PACHELBEL Un orage d'avril

Author: 
Lindsay Kemp
PACHELBEL Un orage d'avrilPACHELBEL Un orage d'avril

PACHELBEL Un orage d'avril

  • Musicalische Ergötzung, 'Musical entertainment', Partie V in C
  • Wie nichtig? Ach! Wie flüchtig
  • Musicalische Ergötzung, 'Musical entertainment', Partie II in C minor
  • Das Gewitter im Aprilen
  • Musicalische Ergötzung, 'Musical entertainment', Partie VI in B flat
  • Musicalische Ergötzung, 'Musical entertainment', Partie a 4 in G
  • Mein Leben, dessen Creutz für mich
  • Musicalische Ergötzung, 'Musical entertainment', Partie III in E flat
  • Musicalische Ergötzung, 'Musical entertainment', Partie IV in E minor
  • Guter Walther unser Raths
  • Musicalische Ergötzung, 'Musical entertainment', Partie I in F
  • O großes Musenliecht
  • Canon and Gigue

The title of this release and the glowering skyscape on its cover are pure marketing – the piece from which the title comes is not about April weather at all – but I don’t think anyone lured by it into buying a disc of 17th-century chamber music need feel aggrieved. We don’t get enough reminders that Pachelbel was a real composer of quality chamber music, yet here is his complete Musikalische Ergötzung of 1695, consisting of six ‘Parthien’ (or suites) for two violins and continuo. Add in a seventh, unpublished suite, six secular songs and the Canon and Gigue, and these are ‘musical pleasures’ indeed.
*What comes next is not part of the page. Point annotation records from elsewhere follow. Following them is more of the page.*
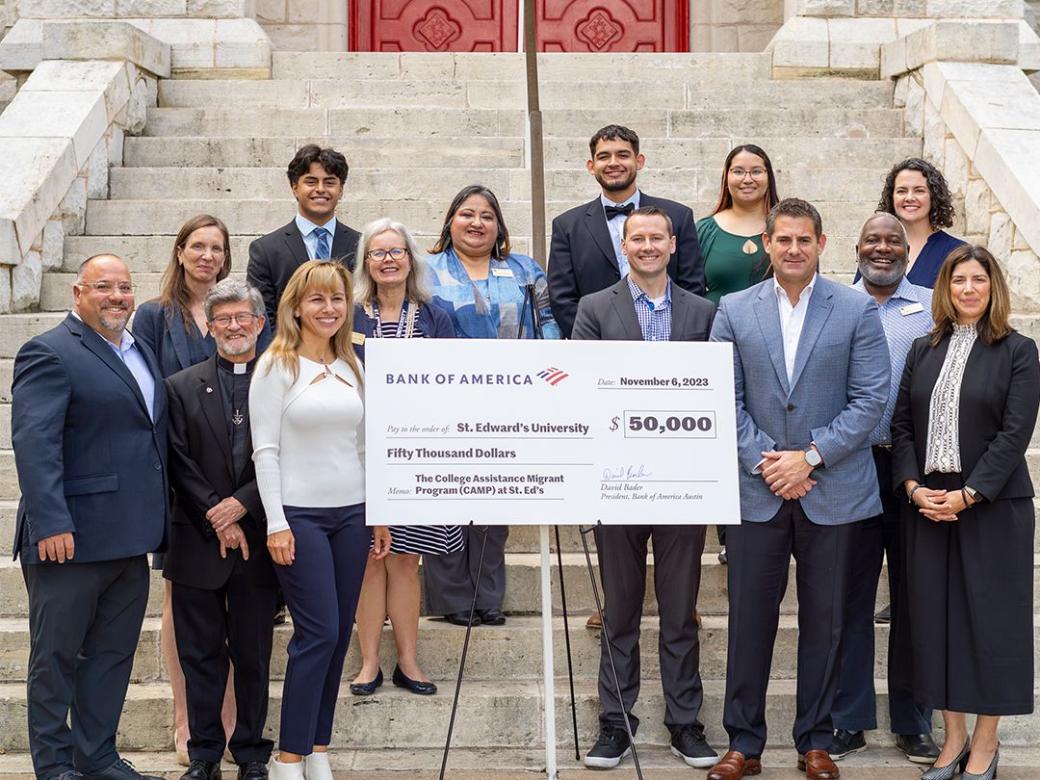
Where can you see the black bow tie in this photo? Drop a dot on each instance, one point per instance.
(613, 211)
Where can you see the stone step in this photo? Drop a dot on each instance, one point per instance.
(670, 94)
(762, 123)
(685, 184)
(146, 217)
(493, 713)
(498, 67)
(561, 153)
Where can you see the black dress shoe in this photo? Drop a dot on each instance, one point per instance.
(367, 689)
(416, 686)
(200, 770)
(462, 619)
(918, 748)
(253, 771)
(846, 743)
(492, 617)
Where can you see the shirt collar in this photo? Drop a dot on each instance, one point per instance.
(306, 227)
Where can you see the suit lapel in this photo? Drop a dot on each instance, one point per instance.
(595, 222)
(815, 317)
(769, 325)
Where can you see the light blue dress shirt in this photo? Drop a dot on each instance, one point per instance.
(907, 315)
(616, 225)
(307, 229)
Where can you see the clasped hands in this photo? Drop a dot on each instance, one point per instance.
(786, 472)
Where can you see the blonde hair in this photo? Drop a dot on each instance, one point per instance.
(416, 287)
(314, 275)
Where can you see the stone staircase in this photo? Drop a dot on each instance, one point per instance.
(415, 128)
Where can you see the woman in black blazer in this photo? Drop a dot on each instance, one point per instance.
(965, 413)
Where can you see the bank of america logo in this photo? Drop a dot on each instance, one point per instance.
(553, 375)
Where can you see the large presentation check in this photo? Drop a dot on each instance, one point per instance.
(513, 433)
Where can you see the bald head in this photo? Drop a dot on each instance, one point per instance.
(103, 295)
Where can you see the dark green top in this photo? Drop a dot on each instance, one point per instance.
(727, 266)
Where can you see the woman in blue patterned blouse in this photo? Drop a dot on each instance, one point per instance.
(483, 286)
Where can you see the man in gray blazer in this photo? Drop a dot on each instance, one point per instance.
(646, 306)
(811, 374)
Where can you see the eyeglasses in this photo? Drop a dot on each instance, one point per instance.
(106, 288)
(739, 173)
(242, 318)
(397, 253)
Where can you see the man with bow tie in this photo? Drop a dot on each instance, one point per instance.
(585, 255)
(224, 586)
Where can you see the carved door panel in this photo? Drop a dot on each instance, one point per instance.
(613, 25)
(441, 25)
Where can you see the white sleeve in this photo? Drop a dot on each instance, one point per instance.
(266, 398)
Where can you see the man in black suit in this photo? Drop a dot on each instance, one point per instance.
(88, 426)
(646, 306)
(316, 178)
(224, 585)
(586, 256)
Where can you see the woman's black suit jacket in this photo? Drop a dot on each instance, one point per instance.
(999, 394)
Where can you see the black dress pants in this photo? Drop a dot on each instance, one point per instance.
(84, 622)
(677, 552)
(759, 557)
(232, 624)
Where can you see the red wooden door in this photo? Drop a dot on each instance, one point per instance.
(438, 25)
(491, 25)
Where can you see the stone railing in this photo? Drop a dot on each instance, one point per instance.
(59, 135)
(980, 122)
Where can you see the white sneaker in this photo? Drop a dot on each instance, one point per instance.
(316, 767)
(279, 771)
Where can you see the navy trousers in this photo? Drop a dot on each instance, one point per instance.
(321, 589)
(856, 706)
(84, 621)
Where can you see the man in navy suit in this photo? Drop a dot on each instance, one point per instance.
(586, 256)
(88, 425)
(810, 365)
(316, 178)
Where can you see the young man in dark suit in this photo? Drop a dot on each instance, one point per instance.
(224, 586)
(316, 178)
(646, 306)
(586, 256)
(88, 427)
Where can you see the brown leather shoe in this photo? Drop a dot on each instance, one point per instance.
(817, 765)
(734, 765)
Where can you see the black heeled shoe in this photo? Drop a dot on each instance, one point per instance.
(416, 686)
(952, 769)
(367, 689)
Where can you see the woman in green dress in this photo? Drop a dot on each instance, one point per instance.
(731, 236)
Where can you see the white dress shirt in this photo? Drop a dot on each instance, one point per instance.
(791, 321)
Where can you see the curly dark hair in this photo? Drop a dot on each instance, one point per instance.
(941, 213)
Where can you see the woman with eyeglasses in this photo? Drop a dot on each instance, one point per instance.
(392, 301)
(174, 327)
(483, 285)
(731, 235)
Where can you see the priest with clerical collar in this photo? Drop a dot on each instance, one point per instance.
(224, 587)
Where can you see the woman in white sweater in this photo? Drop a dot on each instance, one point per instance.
(307, 416)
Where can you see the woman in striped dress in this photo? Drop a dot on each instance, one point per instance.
(392, 302)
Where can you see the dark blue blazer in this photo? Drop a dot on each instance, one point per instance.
(162, 331)
(89, 459)
(435, 322)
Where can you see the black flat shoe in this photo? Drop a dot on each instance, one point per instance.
(416, 686)
(367, 689)
(492, 617)
(462, 619)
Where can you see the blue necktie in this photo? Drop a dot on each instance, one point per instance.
(321, 249)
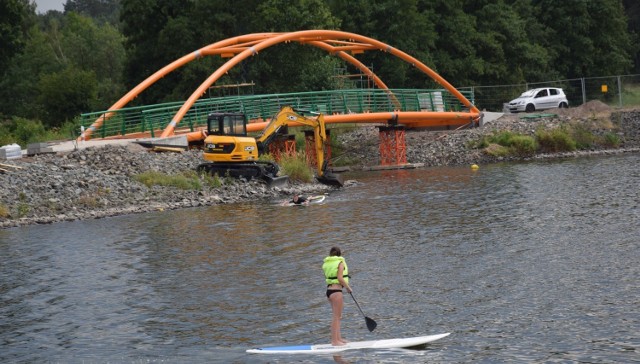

If April is a red herring, the presence elsewhere in the artwork of Brueghel is more apt, for Pachelbel’s music has a strong sense of connection with the world. The songs deal feelingly with death, the perfidy of princes (that’s the April showers one), ‘Good Councillor Walther’ and a nameless patron, while the suites, for all their restless counterpoint, never lose touch with their grounded choreographic roots. Fine music, then, but not rarefied.

In Gli Incogniti it finds itself in expert hands. There is depth and sweetness to their sound, clarity and busyness to their counterpoint, and buoyancy to their expression of rhythm and line. They are as able to inhabit serious melancholy (in Partie IV for instance) as to access a sense of fun for dances such as the Aria of the ‘Partie a 4’ (to which they add a rat-a-tat finger-on-wood accompaniment) or in the occasional playful burst of pizzicato. Likewise, in the unassumingly strophic songs, they can quickly summon a mood, most movingly when viola-comforted death is the subject; Hans Jörg Mammel’s clear but plangent tenor helps, though I wish he had more ease of movement. The Canon is intelligently done, its slowly changing countenance subtly observed, and closing not in grandiose climax but gentle farewell. Less chiselled than London Baroque’s muscly 1994 recording, and more in tune than that of Les Cyclopes (7/95), this release is well worth your time.